Savings

How a $10-a-day childcare plan could affect your taxes

Understanding the tax implications of affordable care

Here's the problem: Child care costs will go down if you pay less to your child care provider. As a result, your taxes will likely increase, depending on your income level. Deducting childcare costs will also increase your income for the tax department. This is the figure that your refundable tax credits, such as the Canada Child Benefit (CCB), are based on. These important monthly benefits, therefore, may decrease.

To fully understand this, look at your tax return from last year. Child care expenses used as a deduction are found on line 21400 after the calculation on form T778. Total income is on line 23600. That important line is used to “check income” to the government for the amount of provisions on the return, including refundable tax credits such as Canada Child Benefit, Canada Worker's Benefit and the GST/HST Credit. It will also determine how much OAS (Old Age Security) they will receive, or whether employment insurance (EI) benefits will be reinstated. Equally important, refundable tax credits, such as spousal value, may be affected.

If your gross income increases because of your lower child care costs, these benefits decrease, unfortunately.

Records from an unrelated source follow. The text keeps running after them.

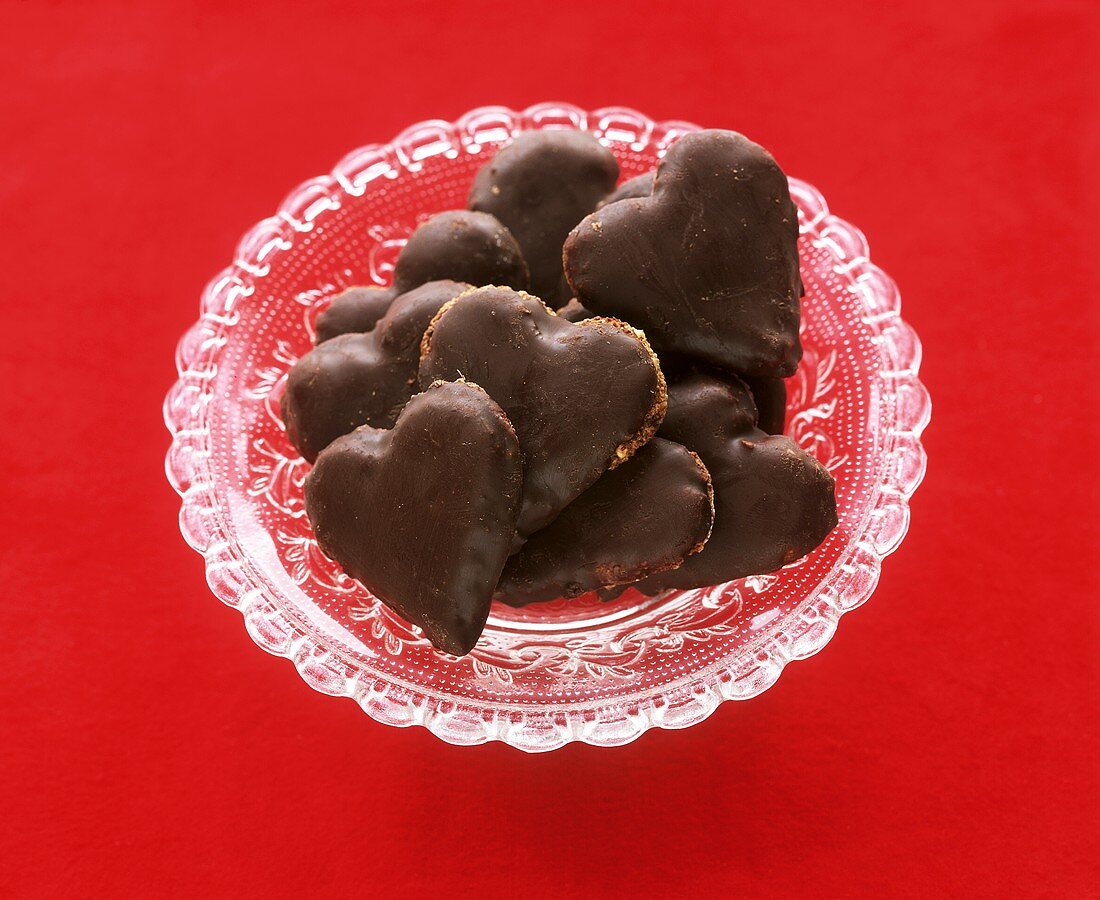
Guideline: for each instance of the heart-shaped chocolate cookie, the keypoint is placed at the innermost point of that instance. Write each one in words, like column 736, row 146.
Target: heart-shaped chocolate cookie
column 770, row 398
column 353, row 311
column 424, row 514
column 573, row 311
column 358, row 380
column 633, row 189
column 455, row 245
column 539, row 186
column 772, row 502
column 644, row 517
column 582, row 397
column 708, row 264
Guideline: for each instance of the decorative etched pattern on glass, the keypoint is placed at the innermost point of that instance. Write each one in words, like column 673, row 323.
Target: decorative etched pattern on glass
column 551, row 673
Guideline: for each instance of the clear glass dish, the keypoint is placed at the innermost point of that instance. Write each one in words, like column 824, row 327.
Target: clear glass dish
column 550, row 673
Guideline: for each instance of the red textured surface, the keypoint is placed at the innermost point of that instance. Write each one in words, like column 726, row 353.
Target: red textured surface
column 944, row 744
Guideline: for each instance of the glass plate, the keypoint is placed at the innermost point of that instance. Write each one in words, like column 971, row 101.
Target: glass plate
column 549, row 673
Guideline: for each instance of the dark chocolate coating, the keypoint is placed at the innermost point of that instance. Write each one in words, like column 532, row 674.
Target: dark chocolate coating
column 582, row 397
column 574, row 313
column 539, row 186
column 455, row 245
column 772, row 502
column 708, row 264
column 358, row 380
column 770, row 397
column 422, row 515
column 641, row 518
column 355, row 310
column 631, row 189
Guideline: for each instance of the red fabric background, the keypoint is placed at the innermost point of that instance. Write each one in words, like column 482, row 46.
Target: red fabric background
column 945, row 743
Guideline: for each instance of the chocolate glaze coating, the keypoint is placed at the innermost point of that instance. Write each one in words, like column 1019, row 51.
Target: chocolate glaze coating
column 708, row 264
column 772, row 502
column 353, row 311
column 641, row 518
column 539, row 186
column 457, row 245
column 422, row 515
column 631, row 189
column 581, row 397
column 770, row 398
column 358, row 380
column 574, row 313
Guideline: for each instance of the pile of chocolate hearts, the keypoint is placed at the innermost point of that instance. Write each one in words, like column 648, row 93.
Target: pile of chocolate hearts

Invest to reduce net income

There is good news for smart investors, however. To keep your family income low despite reduced child care costs, make an RRSP (registered retirement savings plan) contribution. The resulting RRSP tax deduction reduces your gross income and taxable income and, at the same time, serves to increase your assessed and refundable tax credits! Check how much RRSP room you have on your assessment notice from the Canada Revenue Agency (CRA) to make a contribution.

A similar effect occurs if you claim a deduction for contributions made to a first home savings account (FHSA). An annual deduction of up to $8,000 may be claimed.

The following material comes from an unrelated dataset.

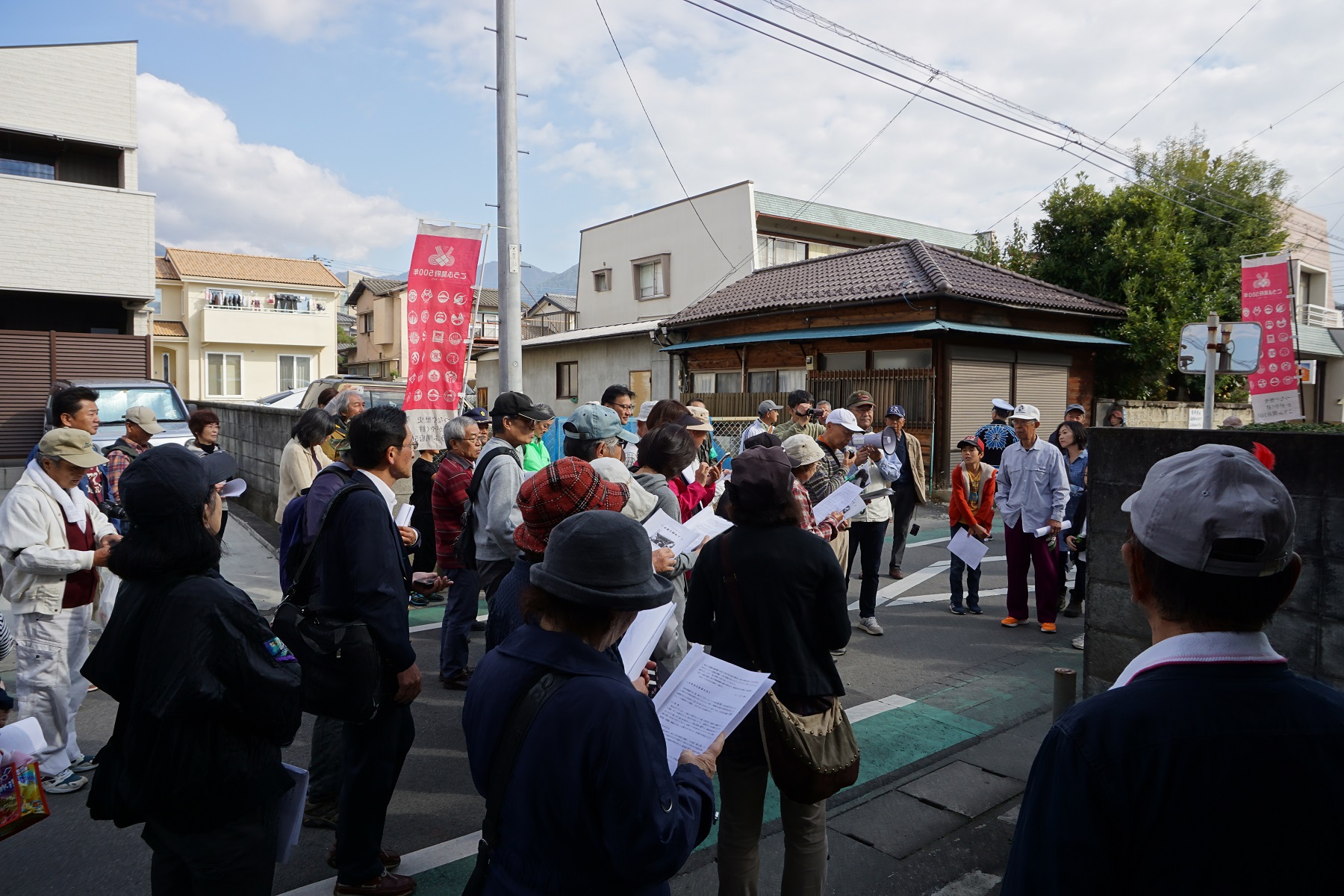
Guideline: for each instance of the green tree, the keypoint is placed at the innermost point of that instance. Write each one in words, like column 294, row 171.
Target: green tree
column 1167, row 246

Increase your child support claim

The last way to add tax benefits to your childcare costs is to make sure you claim them all and make the most of your tax return.

The cost of childcare is often overlooked by parents. If this has happened to you, did you know that you can go back and amend previously filed returns to make that claim and get the benefits of the tax credit and tax refunds you missed? Especially if you are a first-time filer, be warned, however, that a child support claim is complex and often scrutinized. Be prepared to provide receipts to substantiate your claim.

It is also important to know that the lower-income spouse is the one who must claim child care expenses, except in certain defined situations: when the low-income spouse is unable to care for the children due to mental or physical disabilities, he is in the hospital. full attendance at a suitable school, or hospital or detention for at least two weeks, for example. Another exception is when there is a breakdown of the marital relationship for at least 90 days, but reconciliation takes place within the first 60 days of the year. The usual maximum amounts of $5,000, $8,000 or $11,000 claimed by the highest earner may be reduced, however, by the maximum weekly figure.